Depressão é um dos problemas psicológicos mais comuns hoje. Todos os anos, milhões de adultos passam por um período de depressão clínica.

O que a depressão faz com uma pessoa?

O que a depressão faz com uma pessoa?

A depressão é um distúrbio psiquiátrico muito específico e difícil, pois pode interferir no funcionamento normal e muitas vezes causa problemas no trabalho, no ajuste social e familiar.
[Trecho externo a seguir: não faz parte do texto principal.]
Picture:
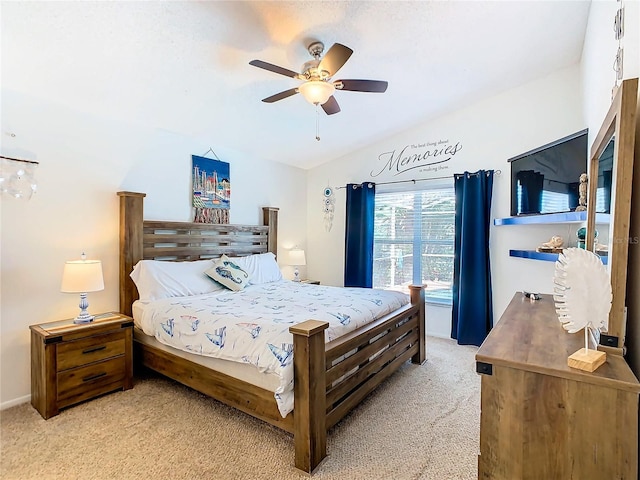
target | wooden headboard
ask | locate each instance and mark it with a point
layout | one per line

Não só isso, também causa dor e sofrimento não apenas à pessoa com o distúrbio, mas também àqueles que se preocupam com eles.
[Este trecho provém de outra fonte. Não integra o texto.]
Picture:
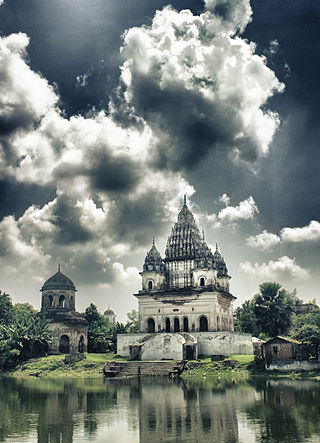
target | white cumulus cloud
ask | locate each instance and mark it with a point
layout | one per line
(244, 211)
(190, 62)
(265, 240)
(311, 232)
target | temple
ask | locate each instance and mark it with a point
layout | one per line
(188, 290)
(69, 329)
(185, 301)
Sinais e sintomas de depressão

Existem duas características da depressão:

  • Perda de interesse em atividades diárias normais
  • Humor depressivo

Nem todo mundo que exibe esses sinais sofre de depressão; Em geral, os sinais devem estar presentes por pelo menos duas semanas.
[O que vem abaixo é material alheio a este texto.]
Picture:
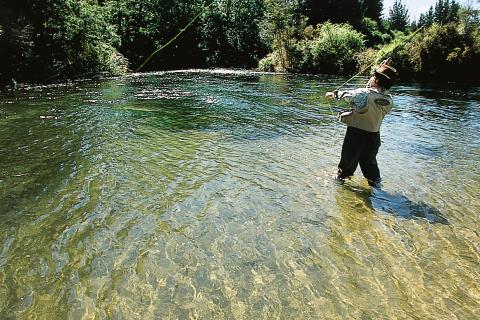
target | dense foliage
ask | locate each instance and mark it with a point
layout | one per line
(52, 40)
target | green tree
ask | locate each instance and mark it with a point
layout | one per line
(398, 18)
(230, 33)
(280, 27)
(331, 49)
(337, 11)
(372, 9)
(443, 12)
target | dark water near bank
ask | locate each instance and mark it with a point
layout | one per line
(209, 195)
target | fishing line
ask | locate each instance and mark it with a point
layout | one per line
(380, 53)
(175, 37)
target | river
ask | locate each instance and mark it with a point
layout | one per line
(209, 194)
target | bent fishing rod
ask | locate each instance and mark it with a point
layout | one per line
(380, 53)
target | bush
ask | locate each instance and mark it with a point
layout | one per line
(332, 49)
(443, 53)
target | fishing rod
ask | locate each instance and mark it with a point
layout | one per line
(406, 40)
(175, 37)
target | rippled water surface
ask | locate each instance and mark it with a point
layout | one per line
(210, 195)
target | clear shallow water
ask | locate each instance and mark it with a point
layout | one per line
(209, 195)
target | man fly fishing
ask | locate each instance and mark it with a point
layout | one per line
(369, 106)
Outros sintomas característicos da depressão são:

  • Os distúrbios do sono
  • Pensamento ou concentração danificada
  • Mudanças no peso
  • Agitação
  • Fadiga ou desaceleração dos movimentos do corpo
  • Baixa auto-estima
  • Menos interesse em sexo
  • Apetite e perda de peso ou excessos e ganho de peso
  • Pensamentos de morte ou suicídio; Tentativas de suicídio
  • Inquietação, irritabilidade
  • Sintomas físicos persistentes que não respondem ao tratamento, como dores de cabeça, distúrbios digestivos e dor crónica

"Sintomas físicos" da depressão

A maioria dos pacientes também se queixa de alguns sintomas físicos, como:

Possíveis causas de depressão

Não há causa conhecida para depressão. Como a doença geralmente ocorre em famílias, os psiquiatras acreditam que uma vulnerabilidade genética combinada a fatores ambientais, como estresse ou doenças físicas, pode desencadear um desequilíbrio nos produtos químicos do cérebro chamados neurotransmissores, resultando em depressão É por isso que não podemos falar sobre a possível causa da depressão, mas sobre os fatores que contribuem para a depressão. Alguns dos mais comuns são:

  • Herança: Os pesquisadores identificaram genes que podem estar envolvidos no humor da depressão.
  • Estresse: Eventos estressantes da vida às vezes podem causar depressão, embora não haja regras.
  • Medicamentos: O uso prolongado de certos medicamentos, como medicamentos usados ​​para controlar a pressão alta ou pílulas para dormir, pode causar sintomas de depressão.
  • Doenças crônicas: Se uma pessoa tem uma doença crônica, como doença cardíaca, derrame, diabetes, câncer ou doença de Alzheimer, ela corre um risco maior de desenvolver depressão.
  • Tipos de personalidade: Certos tipos de personalidade, como aqueles com baixa auto-estima, autocrítica ou pessimismo, têm um alto risco de desenvolver depressão.
  • Depressão após o parto: É comum as mães sentirem uma forma leve de angústia que geralmente ocorre alguns dias ou semanas após o parto. Isso pode eventualmente se tornar um distúrbio de depressão.
  • Abuso de álcool, nicotina e drogas: Pessoas com depressão usam álcool, nicotina e drogas que alteram o humor para aliviar os sintomas, sem saber que essas substâncias só podem contribuir para o distúrbio primário: a depressão.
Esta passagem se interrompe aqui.